Dans l’après-midi, Xavière Siméoni présente son rapport, sorte de résumé de l’enquête servant de point de départ aux débats. Elle revient sur les causes de la mort de Clément Méric, due à « au moins trois coups » reçus au visage selon les experts médicaux, peut-être assénés avec un poing américain. Les témoignages et les positions de chaque accusé au cours de l’instruction sont également évoqués, même si leurs versions sont susceptibles d’évoluer au fil de l’audience. La présidente prend le temps d’en appeler au « respect de la personne de Clément Méric et des trois personnes que nous aurons à juger », demandant à tous que le procès se déroule dans « la sérénité » et « la quiétude ». Elle a entendu dire qu’il y avait « beaucoup d’agitation dans le périmètre du palais ». Il est vrai que le « Comité pour Clément » et les antifascistes ont prévu de se rassembler quotidiennement jusqu’au 14 septembre, dernier jour d’audience. Quelques dizaines de personnes tournent entre la salle d’audience, les couloirs qui y mènent et la cour de la Sainte-Chapelle. Il y a des amis de Clément, des militants syndicaux, de jeunes antifascistes en survêt. Mais ce premier jour n’a été marqué par aucun incident. On a connu plus mouvementé pour des procès où la dimension politique est si forte. Les soutiens de la famille Méric ne cherchent pas à tout prix à accéder à la cour d’assises et l’extrême droite semble déterminée à ne pas se montrer.

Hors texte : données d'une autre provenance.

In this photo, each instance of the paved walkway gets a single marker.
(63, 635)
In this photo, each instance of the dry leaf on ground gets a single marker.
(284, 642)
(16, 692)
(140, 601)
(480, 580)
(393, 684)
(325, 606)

Comme dans tout procès, les faits doivent être examinés à la lumière de la personnalité des accusés. Plusieurs heures ont déjà été consacrées à retracer leurs parcours scolaires, leurs engagements politiques et leurs projets d’avenir – nous en reparlerons dans le prochain épisode. La nuit était déjà tombée quand la mère d’Esteban Morillo a pu sortir de la salle des témoins pour s’avancer vers la barre. À 58 ans, Colette Morillo a semblé peser chaque phrase pour s’adresser à la cour et évoquer « les erreurs de jugement ou d’amitié » de son fils, qui a toutefois « toujours fait face à ses responsabilités ». Elle a tenu, aussi, à « dire un mot aux parents de Clément Méric » pour leur signifier simplement, malgré tout ce qui les sépare, que sa famille à elle « a beaucoup pleuré avec eux ».